Friday, August 16, 2013

Defiant Hezbollah leader says ready to fight in Syria


BEIRUT |(Reuters) - Hezbollah leader Sayyed Hassan Nasrallah accused radical Sunni Islamists on Friday of being behind a car bomb that killed 24 people in Beirut and vowed that the attack would redouble his group's commitment to its military campaign in Syria.
In a fiery speech to supporters, one day after the deadliest bombing in the capital since Lebanon's civil war ended two decades ago, Nasrallah raised the stakes by pledging to join the battle in Syria himself if needed.
Thursday's blast in the Shi'ite militant Hezbollah's south Beirut stronghold followed months of sectarian tension and violence in Lebanon fuelled in part by Hezbollah's intervention against Sunni Muslim rebels in Syria's civil war.
"It is most likely that a takfiri group was responsible for yesterday's explosion," Nasrallah said, referring to radical Sunni Muslim factions linked to al Qaeda, many of whom are fighting with Syrian rebels against President Bashar al-Assad.
"If you think by killing our women and children ... and destroying our neighborhoods, we would retreat from the position we took (in Syria) you are wrong," he said in a combative speech broadcast by videolink from a secret location to his supporters.
"If we had 100 fighters in Syria, now they will be 200. If we had 1,000, they will be 2,000. If we had 5,000 they will be 10,000. If the battle with these takfiri terrorists requires that I and all Hezbollah should go to Syria, we will go."

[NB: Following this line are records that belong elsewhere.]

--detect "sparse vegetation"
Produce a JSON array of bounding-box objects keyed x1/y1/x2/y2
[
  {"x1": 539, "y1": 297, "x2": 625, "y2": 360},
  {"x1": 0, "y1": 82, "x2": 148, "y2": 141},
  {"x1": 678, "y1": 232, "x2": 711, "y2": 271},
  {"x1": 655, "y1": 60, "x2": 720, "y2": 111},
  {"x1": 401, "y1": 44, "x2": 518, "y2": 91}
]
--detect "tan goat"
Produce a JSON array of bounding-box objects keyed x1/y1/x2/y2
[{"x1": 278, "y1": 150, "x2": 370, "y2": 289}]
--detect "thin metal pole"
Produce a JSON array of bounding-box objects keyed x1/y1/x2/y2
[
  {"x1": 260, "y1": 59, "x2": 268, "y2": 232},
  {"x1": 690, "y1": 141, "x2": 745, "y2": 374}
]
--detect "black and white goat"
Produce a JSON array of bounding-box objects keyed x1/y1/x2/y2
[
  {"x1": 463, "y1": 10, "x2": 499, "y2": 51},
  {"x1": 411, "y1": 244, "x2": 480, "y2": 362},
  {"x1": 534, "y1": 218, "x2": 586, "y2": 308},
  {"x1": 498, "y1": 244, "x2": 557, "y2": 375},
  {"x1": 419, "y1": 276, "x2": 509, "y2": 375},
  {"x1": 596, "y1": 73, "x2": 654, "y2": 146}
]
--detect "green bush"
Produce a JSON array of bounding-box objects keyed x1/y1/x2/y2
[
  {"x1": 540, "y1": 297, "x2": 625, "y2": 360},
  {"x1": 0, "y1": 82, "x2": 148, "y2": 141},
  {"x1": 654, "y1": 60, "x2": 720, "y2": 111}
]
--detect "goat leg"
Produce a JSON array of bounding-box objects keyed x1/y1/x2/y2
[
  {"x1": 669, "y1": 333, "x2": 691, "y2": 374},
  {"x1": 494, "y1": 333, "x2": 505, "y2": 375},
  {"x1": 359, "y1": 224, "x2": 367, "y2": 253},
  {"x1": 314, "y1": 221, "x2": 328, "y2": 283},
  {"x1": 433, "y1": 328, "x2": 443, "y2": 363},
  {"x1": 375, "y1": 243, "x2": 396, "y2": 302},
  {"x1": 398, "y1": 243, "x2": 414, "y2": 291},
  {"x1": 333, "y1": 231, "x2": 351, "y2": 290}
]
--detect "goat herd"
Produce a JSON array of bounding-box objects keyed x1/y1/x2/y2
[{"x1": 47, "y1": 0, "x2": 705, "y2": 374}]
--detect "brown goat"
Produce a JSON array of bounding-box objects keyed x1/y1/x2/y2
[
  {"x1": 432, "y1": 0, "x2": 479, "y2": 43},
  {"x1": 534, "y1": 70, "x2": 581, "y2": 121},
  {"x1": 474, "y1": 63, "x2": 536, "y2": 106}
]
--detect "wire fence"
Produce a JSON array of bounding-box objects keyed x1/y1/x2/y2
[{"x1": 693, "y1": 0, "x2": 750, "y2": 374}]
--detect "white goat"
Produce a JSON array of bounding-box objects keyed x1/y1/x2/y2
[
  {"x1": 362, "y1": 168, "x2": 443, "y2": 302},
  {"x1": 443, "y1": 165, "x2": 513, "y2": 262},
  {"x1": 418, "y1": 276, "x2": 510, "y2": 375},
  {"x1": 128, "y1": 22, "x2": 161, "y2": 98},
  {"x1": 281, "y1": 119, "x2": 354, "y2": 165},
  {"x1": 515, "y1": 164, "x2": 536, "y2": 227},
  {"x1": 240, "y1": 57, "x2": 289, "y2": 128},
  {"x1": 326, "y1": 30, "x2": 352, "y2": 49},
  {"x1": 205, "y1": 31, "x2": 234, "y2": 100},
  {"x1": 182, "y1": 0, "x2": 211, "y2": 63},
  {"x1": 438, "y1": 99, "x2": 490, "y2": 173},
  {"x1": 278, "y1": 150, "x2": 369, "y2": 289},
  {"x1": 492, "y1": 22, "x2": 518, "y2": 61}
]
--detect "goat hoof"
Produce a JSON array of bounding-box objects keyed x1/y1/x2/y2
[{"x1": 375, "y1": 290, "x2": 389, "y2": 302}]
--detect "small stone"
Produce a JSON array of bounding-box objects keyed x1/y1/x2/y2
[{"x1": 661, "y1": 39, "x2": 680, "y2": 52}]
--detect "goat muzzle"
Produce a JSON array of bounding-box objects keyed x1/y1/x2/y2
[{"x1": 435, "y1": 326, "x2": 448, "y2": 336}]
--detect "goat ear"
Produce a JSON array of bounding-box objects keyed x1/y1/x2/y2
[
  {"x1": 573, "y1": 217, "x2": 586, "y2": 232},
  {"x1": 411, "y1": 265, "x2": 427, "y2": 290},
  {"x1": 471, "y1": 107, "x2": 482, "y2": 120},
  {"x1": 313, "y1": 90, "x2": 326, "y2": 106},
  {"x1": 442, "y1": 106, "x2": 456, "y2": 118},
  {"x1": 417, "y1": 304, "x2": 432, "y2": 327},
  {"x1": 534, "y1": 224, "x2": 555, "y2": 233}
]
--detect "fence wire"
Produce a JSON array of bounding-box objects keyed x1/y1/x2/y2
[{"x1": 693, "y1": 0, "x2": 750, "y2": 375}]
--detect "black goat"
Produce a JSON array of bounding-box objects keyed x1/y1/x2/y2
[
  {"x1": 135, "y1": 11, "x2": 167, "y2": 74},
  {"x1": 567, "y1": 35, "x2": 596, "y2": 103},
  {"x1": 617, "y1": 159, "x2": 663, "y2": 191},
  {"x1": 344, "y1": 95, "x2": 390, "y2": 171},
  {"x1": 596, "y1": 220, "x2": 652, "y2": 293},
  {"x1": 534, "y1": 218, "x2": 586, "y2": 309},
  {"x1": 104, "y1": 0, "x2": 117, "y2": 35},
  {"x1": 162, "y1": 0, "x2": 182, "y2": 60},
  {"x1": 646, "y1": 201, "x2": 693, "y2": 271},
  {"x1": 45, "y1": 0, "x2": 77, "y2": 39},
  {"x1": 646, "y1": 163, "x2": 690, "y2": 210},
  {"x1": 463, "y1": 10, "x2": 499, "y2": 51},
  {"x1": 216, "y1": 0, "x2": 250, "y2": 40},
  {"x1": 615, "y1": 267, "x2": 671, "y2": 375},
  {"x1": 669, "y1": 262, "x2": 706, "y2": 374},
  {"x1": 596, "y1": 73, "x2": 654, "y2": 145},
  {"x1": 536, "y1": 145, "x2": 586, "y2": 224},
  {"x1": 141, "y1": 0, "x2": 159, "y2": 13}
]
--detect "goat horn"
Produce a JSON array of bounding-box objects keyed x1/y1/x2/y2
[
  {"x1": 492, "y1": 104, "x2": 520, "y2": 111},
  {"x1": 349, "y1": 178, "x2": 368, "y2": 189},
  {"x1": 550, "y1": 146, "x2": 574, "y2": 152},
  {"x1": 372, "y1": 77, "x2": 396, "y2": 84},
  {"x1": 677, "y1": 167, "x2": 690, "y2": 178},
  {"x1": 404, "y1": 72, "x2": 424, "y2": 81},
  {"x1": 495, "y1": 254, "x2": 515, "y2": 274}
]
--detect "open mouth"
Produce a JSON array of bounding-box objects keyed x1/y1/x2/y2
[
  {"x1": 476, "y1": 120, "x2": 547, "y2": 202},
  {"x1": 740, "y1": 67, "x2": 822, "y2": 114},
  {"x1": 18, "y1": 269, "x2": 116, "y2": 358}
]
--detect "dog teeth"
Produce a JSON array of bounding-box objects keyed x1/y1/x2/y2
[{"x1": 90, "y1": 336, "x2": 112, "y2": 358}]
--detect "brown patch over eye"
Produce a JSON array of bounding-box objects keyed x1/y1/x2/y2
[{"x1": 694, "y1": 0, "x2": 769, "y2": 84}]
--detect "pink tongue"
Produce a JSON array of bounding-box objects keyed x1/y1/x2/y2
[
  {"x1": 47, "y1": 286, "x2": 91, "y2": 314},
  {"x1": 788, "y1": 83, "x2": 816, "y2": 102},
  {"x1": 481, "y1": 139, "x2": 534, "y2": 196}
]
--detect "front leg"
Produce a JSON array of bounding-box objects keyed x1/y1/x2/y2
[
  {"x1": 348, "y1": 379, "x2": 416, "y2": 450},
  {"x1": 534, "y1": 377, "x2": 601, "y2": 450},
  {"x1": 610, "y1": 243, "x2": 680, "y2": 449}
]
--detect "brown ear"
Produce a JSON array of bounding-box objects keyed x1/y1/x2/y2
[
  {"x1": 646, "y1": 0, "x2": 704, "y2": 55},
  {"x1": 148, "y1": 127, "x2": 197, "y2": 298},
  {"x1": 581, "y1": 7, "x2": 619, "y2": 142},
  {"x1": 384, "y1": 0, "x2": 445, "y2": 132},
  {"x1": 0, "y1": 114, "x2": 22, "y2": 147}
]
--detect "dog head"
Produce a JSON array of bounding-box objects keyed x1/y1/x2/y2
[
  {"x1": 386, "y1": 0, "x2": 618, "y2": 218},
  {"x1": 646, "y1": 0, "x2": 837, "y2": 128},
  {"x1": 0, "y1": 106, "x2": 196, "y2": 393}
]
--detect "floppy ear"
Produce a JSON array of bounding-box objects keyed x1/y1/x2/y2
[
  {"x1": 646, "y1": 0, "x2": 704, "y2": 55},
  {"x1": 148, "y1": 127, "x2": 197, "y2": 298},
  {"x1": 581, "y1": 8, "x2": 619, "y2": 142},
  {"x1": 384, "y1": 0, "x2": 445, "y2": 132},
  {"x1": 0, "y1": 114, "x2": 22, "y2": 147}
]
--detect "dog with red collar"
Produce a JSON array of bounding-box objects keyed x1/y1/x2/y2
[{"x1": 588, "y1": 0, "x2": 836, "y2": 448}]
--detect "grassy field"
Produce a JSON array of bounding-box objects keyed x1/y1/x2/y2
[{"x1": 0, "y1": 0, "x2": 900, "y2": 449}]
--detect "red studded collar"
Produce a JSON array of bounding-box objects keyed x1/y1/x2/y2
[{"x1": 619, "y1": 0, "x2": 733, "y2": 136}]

Thursday's blast came a month after a car bomb wounded 50 people in the same district of the Lebanese capital - an attack that Nasrallah also blamed on takfiris, who consider all but the most radical Sunnis to be infidels whose blood can be spilt.
Defense Minister Fayez Ghosn said a Syrian man had been arrested for suspected involvement in the July bombing, underlining the extent to which Lebanon has become embroiled in its neighbors' conflict.
Lebanese Hezbollah fighters helped Assad's soldiers retake a strategic border town in June, while Sunni Muslims from Lebanon have joined the rebel ranks. The violence has spilled back into Lebanon, with bombings and street clashes in the Bekaa Valley and Mediterranean cities of Tripoli and Sidon.
POSSIBLE SUICIDE BOMBING
Thursday's explosion engulfed a busy street in flames, reviving memories of the destruction inflicted by Lebanon's civil war.
Interior Minister Marwan Charbel said investigators were checking CCTV footage taken in the moments before the explosion to see whether the van believed to have carried the bomb had been driven by a suicide bomber or detonated remotely.
Reporters who arrived at the scene minutes after the explosion saw a burnt-out car near the center of the road, suggesting it was being driven when it blew up.
Among the dead were a family of five - a father, mother and their three daughters - who were killed in their car by the blast, which destroyed several vehicles and set fire to the lower floors of adjacent buildings, trapping residents.
Forensic investigators, emergency workers and security forces were still working at the site on Friday, amid burnt-out cars and charred facades of residential buildings.
Nearby, masked men fired in the air as the first funeral processions of victims of Thursday's explosion drove slowly through the subdued streets of densely populated south Beirut.
As the country marked a day of official mourning, social media was flooded with pictures of the victims, and requests for information about people still missing.
Politicians from across Lebanon's diverse communities, including Sunni Muslims, Christians and Druzes, united to condemn the bloodshed in the Shi'ite neighborhood, some visiting the area to offer condolences.
But in a sign of how the Syrian crisis has polarized Lebanon, there was celebratory gunfire in the mainly Sunni city of Tripoli on Thursday night and reports of people distributing sweets.
In an effort to limit sectarian tensions, Nasrallah called on Shi'ites to show restraint and said that takfiri groups were a threat to Sunnis and Shi'ites alike.
"These people kill Sunnis just as they kill the Shi'ites and they send suicide bombers to Sunni mosques just as they send them to Shi'ite mosques," he said, referring to al Qaeda-linked groups in Iraq, Pakistan and Somalia.
Speaking in an address to mark the seventh anniversary of the end of Hezbollah's 2006 war with Israel, Nasrallah also said he could not exclude that those radical Islamists were actually working for Israeli interests.